Il Cavaliere, dopo Otto e 1/2, va a sorpresa da Biscardi: «Finalmente si parla di cose serie»
di Jacopo Iacoboni

«Finalmente parlo di cose serie», ha esordito.

«Il Pre-si-den-de ha soltanto tre minuti», l’ha presentato asciuttamente Biscardi. Vi resterà un po’ di più, una digressione biscardiana nella quale calcio e politica elettorale si sono ancora una volta e definitivamente saldati.

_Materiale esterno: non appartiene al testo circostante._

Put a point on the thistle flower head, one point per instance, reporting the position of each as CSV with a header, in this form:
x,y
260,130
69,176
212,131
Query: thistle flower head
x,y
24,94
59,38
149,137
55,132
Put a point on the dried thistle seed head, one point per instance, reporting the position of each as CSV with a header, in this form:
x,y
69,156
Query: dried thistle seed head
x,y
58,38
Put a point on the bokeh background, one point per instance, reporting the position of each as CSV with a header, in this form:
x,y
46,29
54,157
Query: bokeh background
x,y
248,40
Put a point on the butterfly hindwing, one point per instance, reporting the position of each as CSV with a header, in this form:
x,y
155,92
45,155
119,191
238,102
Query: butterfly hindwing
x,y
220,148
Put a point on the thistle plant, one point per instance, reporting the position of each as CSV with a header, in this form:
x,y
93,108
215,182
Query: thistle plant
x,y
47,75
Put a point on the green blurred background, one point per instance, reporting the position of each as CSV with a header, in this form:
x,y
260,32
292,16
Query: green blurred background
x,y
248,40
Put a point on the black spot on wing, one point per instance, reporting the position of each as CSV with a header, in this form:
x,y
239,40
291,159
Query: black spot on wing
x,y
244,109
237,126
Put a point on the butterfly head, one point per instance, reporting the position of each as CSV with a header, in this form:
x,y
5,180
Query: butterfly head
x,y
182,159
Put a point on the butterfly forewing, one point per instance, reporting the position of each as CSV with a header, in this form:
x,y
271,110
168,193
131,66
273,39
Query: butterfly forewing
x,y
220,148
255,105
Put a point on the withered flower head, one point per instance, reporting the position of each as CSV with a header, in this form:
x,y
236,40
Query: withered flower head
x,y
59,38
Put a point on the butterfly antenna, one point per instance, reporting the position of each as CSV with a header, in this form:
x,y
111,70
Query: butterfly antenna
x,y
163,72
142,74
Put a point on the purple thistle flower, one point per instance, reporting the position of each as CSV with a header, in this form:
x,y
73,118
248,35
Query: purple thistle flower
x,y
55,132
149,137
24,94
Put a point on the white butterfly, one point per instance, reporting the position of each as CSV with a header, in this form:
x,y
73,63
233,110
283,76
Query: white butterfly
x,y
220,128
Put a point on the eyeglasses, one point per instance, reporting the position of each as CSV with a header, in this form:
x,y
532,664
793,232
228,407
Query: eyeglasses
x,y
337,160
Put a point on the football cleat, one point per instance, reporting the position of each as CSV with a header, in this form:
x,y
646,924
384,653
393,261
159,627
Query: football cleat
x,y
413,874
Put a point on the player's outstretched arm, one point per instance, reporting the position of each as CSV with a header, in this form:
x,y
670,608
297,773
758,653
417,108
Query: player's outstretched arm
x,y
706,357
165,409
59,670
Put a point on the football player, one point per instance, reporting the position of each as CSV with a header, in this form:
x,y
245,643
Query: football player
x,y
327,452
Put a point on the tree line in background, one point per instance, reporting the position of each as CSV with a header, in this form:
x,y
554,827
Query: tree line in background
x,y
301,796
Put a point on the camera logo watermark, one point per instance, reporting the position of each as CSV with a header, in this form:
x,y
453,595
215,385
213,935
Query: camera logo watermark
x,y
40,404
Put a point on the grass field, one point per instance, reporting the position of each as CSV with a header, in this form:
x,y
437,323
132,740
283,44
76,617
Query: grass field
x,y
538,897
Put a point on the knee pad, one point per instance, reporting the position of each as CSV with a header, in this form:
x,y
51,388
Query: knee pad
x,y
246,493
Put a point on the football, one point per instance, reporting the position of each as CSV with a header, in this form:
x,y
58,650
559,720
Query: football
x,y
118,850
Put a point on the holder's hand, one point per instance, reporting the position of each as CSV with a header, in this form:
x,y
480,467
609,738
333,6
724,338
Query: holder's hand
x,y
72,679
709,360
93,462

Per la prima volta in carriera al Processo - il «processo che più gli piace», come da sapida vignetta di Dino Manetta, mostrata in studio - il Cavaliere si è tenuto abbastanza alla larga da argomenti politici, ma nella totale indistinzione dei generi il calcio scivolava quasi naturalmente nella politica, una politica familiare da abbracci e pacche sulle spalle.

Klaus Davi gli ha chiesto che fine avesse fatto la proposta della moviola in campo, che aveva caldeggiato un anno fa, e Berlusconi ha risposto: «Vede, io ho detto che sarebbe molto utile, anzi, lo dissi già diciotto anni fa.

Però il presidente del Consiglio può solo convincere, non ha nessun potere in materia...». E Biscardi: «A noi va bene anche se convince, Presidente». E Berlusconi: «Nel nostro Paese il presidente del Consiglio non può neanche dimissionare i ministri...».